После возвращения в церковь дела пошли совсем по-другому. Мартин нашел

свое место, и это благотворно сказалось на его внутреннем состоянии. Он пел,

и по воскресеньям музыка Баха становилась его молитвой. Кроме того, его

согревало уважение окружающих -- он пользовался заслуженным авторитетом

среди остальных хористов.

-- Видите ли, -- не хвастаясь, а спокойно констатируя факт, сказал он

мне однажды, -- они знают, что я помню всю литургическую и хоровую музыку

Баха. Я помню все его церковные кантаты (согласно "Словарю", их двести две),

а также по каким воскресеньям и праздникам нужно петь каждую. Кроме нас, в

епархии нет настоящего оркестра и хора, и мы -- единственная церковь, где

регулярно исполняются все вокальные произведения Баха. Каждое воскресенье мы

поем новую кантату, а на Пасху выбрали "Страсти по Матфею"!

Мне всегда казалось любопытным и трогательным, что умственно

неполноценный Мартин так страстно любит Баха. Ведь Бах обращается к разуму

человека, а Мартин -- слабоумный. Как это возможно? Ответ на свой вопрос я

получил лишь позже, когда начал регулярно приносить ему кассеты с записями

кантат (как-то мы даже вместе прослушали "Магнификат"). Наблюдая за Мартином

в эти минуты, я отчетливо понял, что как бы ни был он умственно ограничен,

его музыкального интеллекта вполне хватало, чтобы оценить техническое

совершенство Баха. Но главное было даже не в технике и интеллекте. Бах

оживал для Мартина, и сам Мартин жил в Бахе.

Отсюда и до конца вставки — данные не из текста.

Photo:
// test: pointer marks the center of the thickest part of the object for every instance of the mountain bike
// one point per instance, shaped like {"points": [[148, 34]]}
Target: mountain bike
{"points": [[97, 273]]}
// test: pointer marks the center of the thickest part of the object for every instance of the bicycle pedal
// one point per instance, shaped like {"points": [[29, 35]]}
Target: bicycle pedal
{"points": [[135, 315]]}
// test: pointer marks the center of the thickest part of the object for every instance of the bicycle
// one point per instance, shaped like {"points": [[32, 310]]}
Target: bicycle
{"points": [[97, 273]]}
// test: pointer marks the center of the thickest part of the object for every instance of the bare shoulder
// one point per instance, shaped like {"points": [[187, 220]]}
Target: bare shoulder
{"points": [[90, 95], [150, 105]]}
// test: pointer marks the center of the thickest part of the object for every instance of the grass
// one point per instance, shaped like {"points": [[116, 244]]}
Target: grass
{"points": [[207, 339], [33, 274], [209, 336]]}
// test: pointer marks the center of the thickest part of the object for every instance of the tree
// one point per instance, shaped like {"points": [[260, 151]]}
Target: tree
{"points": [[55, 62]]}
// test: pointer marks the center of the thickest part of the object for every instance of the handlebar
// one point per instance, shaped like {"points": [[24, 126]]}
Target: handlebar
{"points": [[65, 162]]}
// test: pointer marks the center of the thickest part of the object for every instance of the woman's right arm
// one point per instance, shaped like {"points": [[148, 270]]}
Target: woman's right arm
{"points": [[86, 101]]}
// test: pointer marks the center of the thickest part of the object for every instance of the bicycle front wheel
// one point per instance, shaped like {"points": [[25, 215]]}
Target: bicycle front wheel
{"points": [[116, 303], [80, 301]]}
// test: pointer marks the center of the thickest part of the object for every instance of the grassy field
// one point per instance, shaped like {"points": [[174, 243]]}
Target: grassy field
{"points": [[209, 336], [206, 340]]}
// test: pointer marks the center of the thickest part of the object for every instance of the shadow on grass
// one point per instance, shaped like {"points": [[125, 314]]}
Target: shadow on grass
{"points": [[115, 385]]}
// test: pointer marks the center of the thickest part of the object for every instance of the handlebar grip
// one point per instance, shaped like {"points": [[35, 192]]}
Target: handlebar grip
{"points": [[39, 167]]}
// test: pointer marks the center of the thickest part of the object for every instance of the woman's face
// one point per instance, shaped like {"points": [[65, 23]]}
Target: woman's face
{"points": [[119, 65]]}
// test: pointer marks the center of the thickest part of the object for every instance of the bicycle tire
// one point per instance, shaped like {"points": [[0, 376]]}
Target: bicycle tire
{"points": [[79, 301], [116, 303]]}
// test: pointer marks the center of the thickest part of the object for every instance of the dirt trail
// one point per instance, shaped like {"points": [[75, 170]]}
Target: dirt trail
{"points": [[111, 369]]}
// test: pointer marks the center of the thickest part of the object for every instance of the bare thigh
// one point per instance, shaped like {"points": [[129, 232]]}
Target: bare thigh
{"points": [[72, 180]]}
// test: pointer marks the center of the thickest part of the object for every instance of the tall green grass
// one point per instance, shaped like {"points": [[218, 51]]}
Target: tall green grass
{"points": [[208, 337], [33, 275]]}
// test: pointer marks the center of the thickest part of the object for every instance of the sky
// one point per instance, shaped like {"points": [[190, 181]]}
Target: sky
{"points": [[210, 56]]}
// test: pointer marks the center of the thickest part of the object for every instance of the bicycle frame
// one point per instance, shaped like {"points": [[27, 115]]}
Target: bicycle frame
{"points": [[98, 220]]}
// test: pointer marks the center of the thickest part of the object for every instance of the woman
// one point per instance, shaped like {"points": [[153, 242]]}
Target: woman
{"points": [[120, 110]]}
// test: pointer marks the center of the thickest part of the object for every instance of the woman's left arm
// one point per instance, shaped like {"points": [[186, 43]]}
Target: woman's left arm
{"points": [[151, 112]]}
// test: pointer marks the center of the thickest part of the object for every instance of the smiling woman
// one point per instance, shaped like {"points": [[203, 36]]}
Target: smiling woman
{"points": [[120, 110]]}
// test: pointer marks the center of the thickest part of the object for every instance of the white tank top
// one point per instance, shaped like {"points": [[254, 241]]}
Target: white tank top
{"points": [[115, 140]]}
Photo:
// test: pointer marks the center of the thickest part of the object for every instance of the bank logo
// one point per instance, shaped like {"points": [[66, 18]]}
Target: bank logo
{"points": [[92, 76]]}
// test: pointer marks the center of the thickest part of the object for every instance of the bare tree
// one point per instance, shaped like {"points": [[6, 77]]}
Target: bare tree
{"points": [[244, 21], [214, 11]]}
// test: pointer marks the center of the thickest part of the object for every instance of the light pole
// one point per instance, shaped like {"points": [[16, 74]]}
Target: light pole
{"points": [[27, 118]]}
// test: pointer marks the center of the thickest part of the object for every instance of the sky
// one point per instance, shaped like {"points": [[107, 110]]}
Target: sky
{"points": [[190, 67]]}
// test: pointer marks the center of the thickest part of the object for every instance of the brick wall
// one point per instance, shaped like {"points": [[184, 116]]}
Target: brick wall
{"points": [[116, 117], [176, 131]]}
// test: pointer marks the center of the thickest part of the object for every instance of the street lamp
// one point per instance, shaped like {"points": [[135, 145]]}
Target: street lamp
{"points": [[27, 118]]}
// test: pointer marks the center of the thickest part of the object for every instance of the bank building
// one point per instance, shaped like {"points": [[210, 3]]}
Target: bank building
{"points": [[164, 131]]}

Этот странный человек действительно обладал гипертрофированными

музыкальными способностями, но они становились насмешкой природы, цирковым

трюком лишь вне рамок его личности, вырванные из естественного контекста.

Вместе с отцом Мартин всегда стремился приблизиться к духу музыки, особенно

религиозной музыки, и голос, этот божественный инструмент, сотворенный и

предназначенный для пения, сливал их души в ликующем и хвалебном гимне.

Вернувшись в церковь и снова начав петь, Мартин стал другим человеком

-- возвратился к себе и нашел доступ к реальности. Темные призраки его

личности -- болезненный идиот, сопливый озлобленный мальчишка -- ушли; исчез

и раздражавший всех безличный вундеркинд-автомат. На их месте возник

достойный и уверенный в себе человек, пользующийся уважением других

обитателей Приюта.

Но настоящим чудом был сам Мартин, когда он пел или слушал музыку с

восторженным напряжением, поистине как "собранный воедино, внимающий бытию

человек"*. Он напоминал тогда Ребекку на сцене, Хосе над листом бумаги,

близнецов в их странном числовом союзе...

* Цитата из стихотворного цикла английского поэта Д. Г. Лоуренса

"Фиалки"; в этой фразе автор дает определение человеческой мысли.

Происходящее с ним в такие моменты можно описать очень просто: он

преображался -- болезнь и неполноценность исчезали, и на их месте оставались

только жизнь и душа, только гармония и здоровье.